外壁まわりって、最初は小さな気になる所から始まりやすいです。
ひびを1か所直す。
次はシーリング。
今度は別の面の色あせ。
こうなると迷うんですよね。このまま小さな補修を重ねるほうがいいのか、それとも一度まとめて整えたほうがいいのか。
先に結論だけ置くと
まず一番大事なのは、今起きているのが点の問題か、面の問題かを分けることです。
小さな補修が向くのは、傷みが本当に一部だけの時です。逆に、補修箇所が少しずつ増えているなら、もう局所対応だけでは追いにくくなっているかもしれません。
| 見たい軸 | 小さな補修を重ねやすい | 一度まとめて整えやすい |
|---|---|---|
| 傷みの出方 | 局所的で数も少ない | 別の面や別の部位にも広がっている |
| 見た目 | 多少の補修跡が気になりにくい | つぎはぎ感が出てきている |
| 今後 | しばらく同じ悩みが出にくそう | また別の補修が近いうちに出そう |
ここを押さえると迷いにくいです
補修を重ねるのが悪いわけではありません。問題は、補修のたびに別の所が気になり始める流れに入っているかどうかです。
たとえば、目地の一部だけ傷んでいる。サッシまわりに小さなひびがある。物が当たって一部だけ欠けた。こういう時は、小さな補修を重ねるやり方で十分なことがあります。
小さな補修が向きやすい場面
この場合、無理に一度大きく工事する必要はありません。必要な所だけ押さえるほうが自然です。
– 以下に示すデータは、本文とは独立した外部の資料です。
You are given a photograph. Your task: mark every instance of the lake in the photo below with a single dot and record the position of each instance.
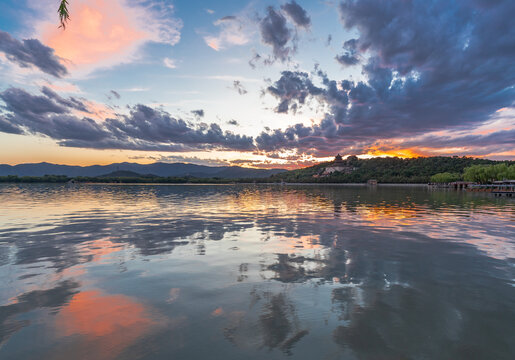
(255, 272)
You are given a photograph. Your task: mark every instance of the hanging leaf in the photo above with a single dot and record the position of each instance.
(64, 15)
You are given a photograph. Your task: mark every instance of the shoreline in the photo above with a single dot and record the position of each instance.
(233, 183)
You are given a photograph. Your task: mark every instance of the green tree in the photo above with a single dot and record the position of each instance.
(446, 177)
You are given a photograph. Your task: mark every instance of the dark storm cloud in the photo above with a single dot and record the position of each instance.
(298, 15)
(429, 66)
(71, 102)
(31, 52)
(275, 32)
(144, 128)
(349, 58)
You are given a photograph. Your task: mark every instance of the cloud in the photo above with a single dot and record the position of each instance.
(232, 32)
(104, 33)
(198, 113)
(329, 40)
(170, 63)
(298, 15)
(31, 52)
(238, 86)
(71, 102)
(116, 94)
(275, 32)
(144, 128)
(428, 67)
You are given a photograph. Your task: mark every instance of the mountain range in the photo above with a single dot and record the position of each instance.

実際、外壁材メーカーの案内でも、局所的な亀裂や欠け、目地の傷みには部分補修や塗装補修で対応する考え方が示されています。
一方で、毎年のようにどこかが気になるようなら、少し見方を変えたいです。
ひびの次は目地、その次は色あせ、その次は別面の補修。こうなってくると、局所対応を繰り返すより、いったん全体を見直したほうが話がまとまりやすいです。
| 一度まとめて整えやすいサイン | 理由 |
|---|---|
| 補修箇所が増えている | 局所ではなく全体の疲れとして見たほうが自然だから |
| 見た目のつぎはぎ感が気になる | 部分対応の積み重ねではまとまりにくいから |
| 次の補修がまた出そう | 手戻り感が出やすいから |
ここが分かれ目です
補修のたびに少し安心するけれど、また別の場所が気になる。その流れに入っているなら、今の1回分の費用だけでなく、今後の手間も含めて見直したほうがいいことがあります。
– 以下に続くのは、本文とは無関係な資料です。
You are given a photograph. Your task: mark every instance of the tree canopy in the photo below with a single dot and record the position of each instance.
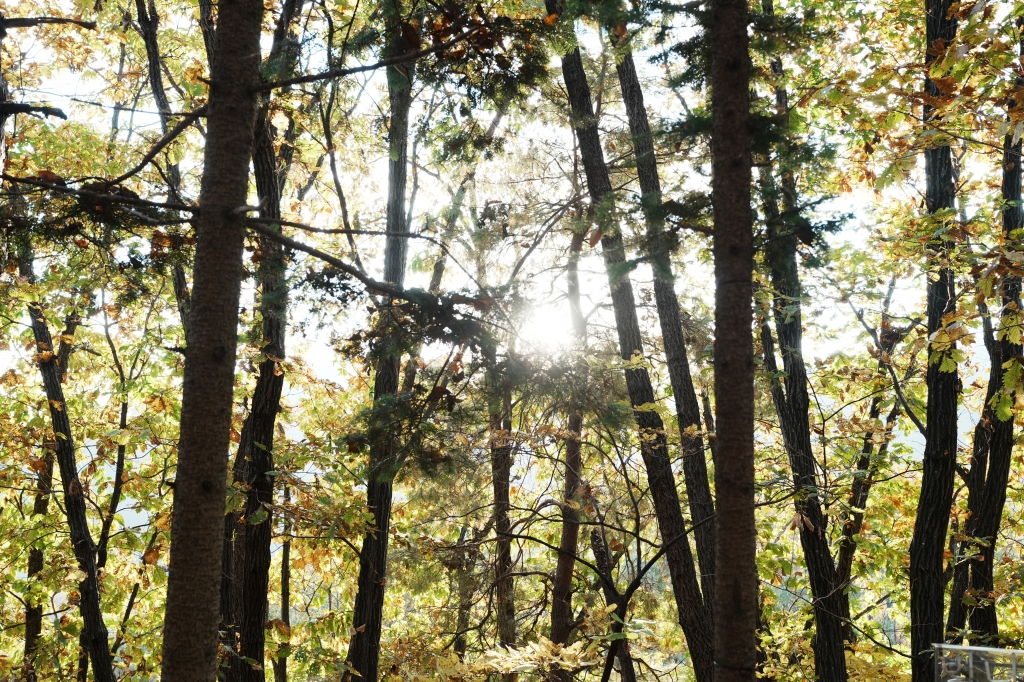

ここで気をつけたいのは、小さな補修をしたから終わり、と思い込まないことです。
メーカー案内でも、適切な時期に適切なメンテナンスをせず放置すると、外壁材だけでなく建物全体の不具合につながることがあるとされています。
この順で見ると分かりやすいです
小さな補修を重ねるか、一度まとめて整えるかで迷った時は、今の1回分の金額より、今後の管理のしやすさで見ると分かりやすいです。
手間を分散したいなら小さな補修。ここでいったん整理してしばらく落ち着きたいなら、一度まとめて整える。そう考えるとかなり決めやすいです。
そのまま使いやすい聞き方
「この家は、まだ小さな補修を重ねる段階ですか。それとも一度まとめて整えたほうが分かりやすい段階ですか。そう言える理由も教えてください」
1回ごとの負担は軽く見えやすいです。ただ、何度も繰り返すなら、結果として手間や気持ちの負担が大きくなることもあります。
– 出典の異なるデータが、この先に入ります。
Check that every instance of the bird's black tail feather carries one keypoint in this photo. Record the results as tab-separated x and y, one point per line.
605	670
補修箇所が増えていて、全体の疲れも見えているならやりすぎとは言えません。むしろ、そのほうが納得しやすいこともあります。
まずは局所対応で足りるかを見るのが先です。ただ、今後すぐまた別の不具合が出そうなら、最初からまとめて整える案も並べたほうが分かりやすいです。
小さな補修を重ねるか、一度まとめて整えるかで迷った時は、今の不具合が点なのか、もう面で出ているのかで見ると分かりやすいです。
局所なら補修。広がり始めているならまとめて整える。まずはこの分け方で十分です。
最後は、今の費用だけでなく、今後の管理のしやすさまで含めて決めると外しにくくなります。